|Home | About | Journals | Submit | Contact Us | Français|
FlyBase (http://flybase.org/) is the primary database of genetic and genomic data for the insect family Drosophilidae. Historically, Drosophila melanogaster has been the most extensively studied species in this family, but recent determination of the genomic sequences of an additional 11 Drosophila species opens up new avenues of research for other Drosophila species.
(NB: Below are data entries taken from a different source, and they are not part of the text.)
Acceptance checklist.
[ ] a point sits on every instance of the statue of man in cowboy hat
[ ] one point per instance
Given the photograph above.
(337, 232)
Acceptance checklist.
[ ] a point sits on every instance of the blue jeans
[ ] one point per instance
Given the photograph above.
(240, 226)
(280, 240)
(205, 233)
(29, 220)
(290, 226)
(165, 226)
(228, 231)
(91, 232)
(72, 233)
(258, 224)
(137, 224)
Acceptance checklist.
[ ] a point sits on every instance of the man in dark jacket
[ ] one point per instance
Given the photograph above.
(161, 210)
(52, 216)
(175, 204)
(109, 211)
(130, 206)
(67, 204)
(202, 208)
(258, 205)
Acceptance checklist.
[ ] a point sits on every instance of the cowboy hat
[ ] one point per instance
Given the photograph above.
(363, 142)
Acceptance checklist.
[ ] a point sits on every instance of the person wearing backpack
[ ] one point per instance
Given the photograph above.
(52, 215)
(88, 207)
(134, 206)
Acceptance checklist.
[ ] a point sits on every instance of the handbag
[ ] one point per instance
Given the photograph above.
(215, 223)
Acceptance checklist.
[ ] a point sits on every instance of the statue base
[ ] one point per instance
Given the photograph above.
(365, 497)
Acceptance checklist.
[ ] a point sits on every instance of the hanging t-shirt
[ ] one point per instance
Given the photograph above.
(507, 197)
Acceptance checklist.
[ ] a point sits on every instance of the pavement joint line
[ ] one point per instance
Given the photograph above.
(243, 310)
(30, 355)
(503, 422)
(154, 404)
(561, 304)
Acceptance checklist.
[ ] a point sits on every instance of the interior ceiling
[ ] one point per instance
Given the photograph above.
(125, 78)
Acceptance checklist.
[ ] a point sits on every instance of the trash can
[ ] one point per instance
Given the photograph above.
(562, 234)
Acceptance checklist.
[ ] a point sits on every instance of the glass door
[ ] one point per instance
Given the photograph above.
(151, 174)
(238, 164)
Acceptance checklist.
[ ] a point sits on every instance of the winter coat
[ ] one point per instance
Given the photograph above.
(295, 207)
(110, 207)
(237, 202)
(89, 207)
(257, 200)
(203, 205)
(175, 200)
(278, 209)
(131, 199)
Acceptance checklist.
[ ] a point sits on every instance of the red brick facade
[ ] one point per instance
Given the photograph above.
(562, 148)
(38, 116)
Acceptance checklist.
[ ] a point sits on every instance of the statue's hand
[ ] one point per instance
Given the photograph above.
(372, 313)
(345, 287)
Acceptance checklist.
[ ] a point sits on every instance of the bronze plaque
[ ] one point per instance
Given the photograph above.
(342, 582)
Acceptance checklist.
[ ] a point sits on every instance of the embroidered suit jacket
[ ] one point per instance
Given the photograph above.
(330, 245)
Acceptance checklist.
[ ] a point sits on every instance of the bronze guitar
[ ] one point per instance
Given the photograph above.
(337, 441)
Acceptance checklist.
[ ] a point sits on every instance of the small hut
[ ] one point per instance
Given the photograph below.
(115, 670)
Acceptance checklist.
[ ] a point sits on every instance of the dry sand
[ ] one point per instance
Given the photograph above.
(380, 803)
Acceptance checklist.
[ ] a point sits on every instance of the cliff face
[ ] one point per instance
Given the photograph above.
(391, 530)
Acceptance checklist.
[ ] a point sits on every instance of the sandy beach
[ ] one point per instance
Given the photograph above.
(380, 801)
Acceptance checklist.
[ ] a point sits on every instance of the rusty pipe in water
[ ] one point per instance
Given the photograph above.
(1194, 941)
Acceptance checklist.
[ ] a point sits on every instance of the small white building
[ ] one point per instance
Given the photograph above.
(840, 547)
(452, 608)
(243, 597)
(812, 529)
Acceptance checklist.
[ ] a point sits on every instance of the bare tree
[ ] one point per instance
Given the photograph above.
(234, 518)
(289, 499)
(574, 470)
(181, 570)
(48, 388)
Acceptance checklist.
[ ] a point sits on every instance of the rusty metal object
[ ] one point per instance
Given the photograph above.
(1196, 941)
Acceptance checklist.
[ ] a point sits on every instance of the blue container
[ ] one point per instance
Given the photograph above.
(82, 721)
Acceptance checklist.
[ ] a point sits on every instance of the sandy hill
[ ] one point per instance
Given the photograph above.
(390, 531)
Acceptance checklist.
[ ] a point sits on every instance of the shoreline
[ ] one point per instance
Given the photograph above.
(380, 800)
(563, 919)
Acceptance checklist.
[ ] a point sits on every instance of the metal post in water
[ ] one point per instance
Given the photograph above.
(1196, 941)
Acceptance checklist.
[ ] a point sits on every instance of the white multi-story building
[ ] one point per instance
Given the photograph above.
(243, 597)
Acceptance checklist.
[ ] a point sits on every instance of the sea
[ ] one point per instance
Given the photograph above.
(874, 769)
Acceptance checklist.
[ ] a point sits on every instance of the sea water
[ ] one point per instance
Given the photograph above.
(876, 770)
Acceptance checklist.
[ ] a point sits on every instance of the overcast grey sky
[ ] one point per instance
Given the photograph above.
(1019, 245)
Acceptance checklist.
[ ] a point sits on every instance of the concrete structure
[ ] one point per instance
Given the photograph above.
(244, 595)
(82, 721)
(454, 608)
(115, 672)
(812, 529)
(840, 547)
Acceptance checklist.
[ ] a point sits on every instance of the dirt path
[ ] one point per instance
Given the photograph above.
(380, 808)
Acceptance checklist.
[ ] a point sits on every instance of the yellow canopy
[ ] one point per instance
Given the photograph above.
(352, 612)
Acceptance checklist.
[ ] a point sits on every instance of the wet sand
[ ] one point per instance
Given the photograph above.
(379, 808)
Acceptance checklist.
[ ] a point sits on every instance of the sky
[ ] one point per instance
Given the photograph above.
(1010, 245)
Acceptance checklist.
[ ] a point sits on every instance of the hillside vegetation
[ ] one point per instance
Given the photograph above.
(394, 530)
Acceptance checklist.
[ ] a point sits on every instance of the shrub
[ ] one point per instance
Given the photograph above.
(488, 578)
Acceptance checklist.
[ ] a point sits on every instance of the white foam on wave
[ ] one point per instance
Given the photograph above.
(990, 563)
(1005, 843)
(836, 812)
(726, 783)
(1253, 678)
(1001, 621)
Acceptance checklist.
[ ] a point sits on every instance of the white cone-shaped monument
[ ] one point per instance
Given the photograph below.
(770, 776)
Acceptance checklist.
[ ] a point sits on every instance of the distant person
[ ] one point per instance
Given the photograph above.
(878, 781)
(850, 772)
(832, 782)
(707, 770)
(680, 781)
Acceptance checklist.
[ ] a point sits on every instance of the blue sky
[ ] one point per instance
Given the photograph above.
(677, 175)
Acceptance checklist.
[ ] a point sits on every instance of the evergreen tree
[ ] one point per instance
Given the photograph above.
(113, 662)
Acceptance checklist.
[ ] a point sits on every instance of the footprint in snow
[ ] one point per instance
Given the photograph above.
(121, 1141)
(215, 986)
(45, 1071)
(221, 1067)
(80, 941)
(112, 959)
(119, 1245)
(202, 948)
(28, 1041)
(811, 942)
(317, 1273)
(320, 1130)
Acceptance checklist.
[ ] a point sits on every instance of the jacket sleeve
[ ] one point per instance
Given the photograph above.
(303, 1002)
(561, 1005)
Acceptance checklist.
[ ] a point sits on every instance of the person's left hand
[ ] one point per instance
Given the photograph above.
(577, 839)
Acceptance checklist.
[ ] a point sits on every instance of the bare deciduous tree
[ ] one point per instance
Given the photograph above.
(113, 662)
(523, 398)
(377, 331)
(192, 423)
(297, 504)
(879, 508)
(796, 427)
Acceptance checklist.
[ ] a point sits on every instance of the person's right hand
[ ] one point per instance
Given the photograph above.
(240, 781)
This extensive sequence resource, encompassing species with well-defined phylogenetic relationships, provides a model system for comparative genomic analyses. FlyBase has developed tools to facilitate access to and navigation through this invaluable new data collection.
Over the past 2 years, FlyBase has effected a complete migration and integration of its underlying databases into a PostgreSQL chado genome database [(1), http://www.gmod.org/schema/]. This has enabled a reimplementation from the ground up of the FlyBase public interface, with a complete redesign of the Web pages, queries and reports (Figure 1). So, if you do not recognize us—take a second look! Detailed descriptions of the new FlyBase website will appear elsewhere.
FlyBase is an integrated resource for a vast array of genetic and molecular data concerning the Drosophilidae, including interactive genomic maps, gene product descriptions, mutant allele phenotypes, genetic interactions, expression patterns, transgenic constructs and insertions of transgenic constructs, anatomy and images, and genetic stock collections (2). Data are captured from bulk data sources, by curation from the literature, and by annotation based on assessment of contributing evidence; data capture is organized around consistent attribution to primary sources. As far as possible, descriptive data are curated using controlled vocabularies (CV), including the Gene Ontology for molecular function, biological process and cellular component (3), the Sequence Ontology for sequence features (4) and an extensive CV for anatomical terms and developmental stages (available as part of the Open Biomedical Ontologies project, http://obo.sourceforge.net/).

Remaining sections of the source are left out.